Rather than trying to keep everything up, Whorton’s group focused on keeping communication links up: the phone, Web, and e-mail. Since no one on campus was working through the storm, the school simply shut down its ERP system and storage facilities.

Looking at Unique Concerns

Lori Franz, a management professor in the College of Business at the University of Missouri-Columbia, has explored the topic of disaster recovery planning for a presentation she delivered at Educause2003 (www.educause.edu). According to Franz, one of the DRP challenges unique to a university setting is the fact that “everyone likes to have control over his or her environment.”

Centralize, centralize. At MU-Columbia, she says, “We’ve done a lot of work to try to get all of our decentralized file servers into the facility where there is backup. We try to get everyone to realize that it isn’t safe just to have these departmentally- owned file servers where everything is contained in a single place, and they’re not taking care to back up, and tapes aren’t being stored in a different location.” Changing such a mindset, however, means making participants aware of the value of a centralized computer effort—and “creating trust in the computing organization.”

Public or private? Importantly, her school’s disaster recovery plan must take into account a unique situation, says Franz: “We have the largest university run nuclear reactor in the country on this campus.
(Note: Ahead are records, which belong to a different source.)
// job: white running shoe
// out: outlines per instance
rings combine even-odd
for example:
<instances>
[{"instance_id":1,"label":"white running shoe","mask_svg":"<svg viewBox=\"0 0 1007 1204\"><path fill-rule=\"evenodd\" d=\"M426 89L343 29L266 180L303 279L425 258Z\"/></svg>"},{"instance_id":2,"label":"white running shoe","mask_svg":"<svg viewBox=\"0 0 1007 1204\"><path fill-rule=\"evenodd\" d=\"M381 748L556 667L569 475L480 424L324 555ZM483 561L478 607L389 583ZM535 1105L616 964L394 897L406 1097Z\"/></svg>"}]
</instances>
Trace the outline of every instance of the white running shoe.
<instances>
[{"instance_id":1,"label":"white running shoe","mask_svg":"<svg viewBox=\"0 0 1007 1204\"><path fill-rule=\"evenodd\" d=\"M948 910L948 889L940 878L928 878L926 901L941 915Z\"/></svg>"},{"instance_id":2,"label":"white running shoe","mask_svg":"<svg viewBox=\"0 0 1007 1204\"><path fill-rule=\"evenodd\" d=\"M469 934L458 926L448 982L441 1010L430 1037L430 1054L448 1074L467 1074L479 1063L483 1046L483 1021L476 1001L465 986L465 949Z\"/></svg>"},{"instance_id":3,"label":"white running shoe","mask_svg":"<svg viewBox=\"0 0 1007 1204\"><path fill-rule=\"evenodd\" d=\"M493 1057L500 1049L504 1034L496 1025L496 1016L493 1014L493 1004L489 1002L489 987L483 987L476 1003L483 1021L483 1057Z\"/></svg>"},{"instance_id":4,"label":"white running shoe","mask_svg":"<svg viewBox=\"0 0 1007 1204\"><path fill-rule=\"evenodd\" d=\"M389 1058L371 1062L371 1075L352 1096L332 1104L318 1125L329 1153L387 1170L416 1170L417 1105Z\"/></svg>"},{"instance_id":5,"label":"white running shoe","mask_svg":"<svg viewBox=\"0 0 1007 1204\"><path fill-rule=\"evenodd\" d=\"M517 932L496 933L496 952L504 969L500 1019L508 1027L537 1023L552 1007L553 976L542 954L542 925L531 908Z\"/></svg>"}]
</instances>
When we’re thinking about things, we think very broadly about what could happen.” And, understandably, the institution has struggled with how public its disaster recovery plans—or any related campus details—should be. Franz recounts how at one time, the university had placed online maps of every building on campus, complete with drill-down layers. “You could see the plans and schematics for every building. You could access them. Now, we don’t have that,” she says.

Yet, a key element of the plan that has been made public is the existence of an emergency Web site. “We’re sitting here with 24,000 students,” she says. “How do you communicate to the outside if something happens on campus? The Web site is available to everyone—it’s where people will go for the news if something happens.”

More Mundane Concerns

At the other end of the spectrum, opposite problems of biblical proportion, are the daily worries of finding the time to keep servers running optimally and clean of potentially devastating viruses and worms. Michael Kearns, systems administrator at Syracuse University (NY), knew a better plan for disaster recovery was necessary after the campus was hit by the MyDoom virus in 2003, sending IT personnel scurrying to patch and rebuild systems. Although, fortunately, vital data wasn’t lost, Kearns worried about damage to the functions performed by the school’s energy servers which automate climate control and electrical operations campuswide: He knew that if the wrong energy server had gone down during a winter blast, vital research work could have been lost due to extreme temperature changes.

Real-time recovery. The solution he and his team settled on focused on maintaining real-time, disk-based backups using Symantec LiveState Recovery software (www.symantec.com). The advantage of going to disk is that recovery can be quick. Kearns says this has made the IT team more willing to apply security patches; the solution allows a “snapshot image” of the server to be recalled if a patch job d'esn’t go as planned. (Tape is used for archival purposes.) He reports that the school had the chance to test out the system in real time when a domain controller upgrade went awry and the server became inoperable. A quick recovery through LiveState had the system back up and running in less than 30 minutes.

Mining a Pan-Departmental Team

Of course, disaster recovery g'es beyond protecting data on servers. At the Rhode Island School of Design, Judy Tanzi, one of the school’s two telecommunications experts, participates in her university’s DRP committee which was formed two years ago (in the wake of 9/11), and also includes representatives from Facilities Management, Housing, Health Services, Residential Life, Environmental Health and Safety, and Fire and Public Safety. All 12 members of the group have gone through Community Emergency Response Team (CERT) training, which educates individuals about disaster preparedness for hazards, and teaches basic disaster response skills such as fire safety, light search and rescue, team organization, and disaster medical operations.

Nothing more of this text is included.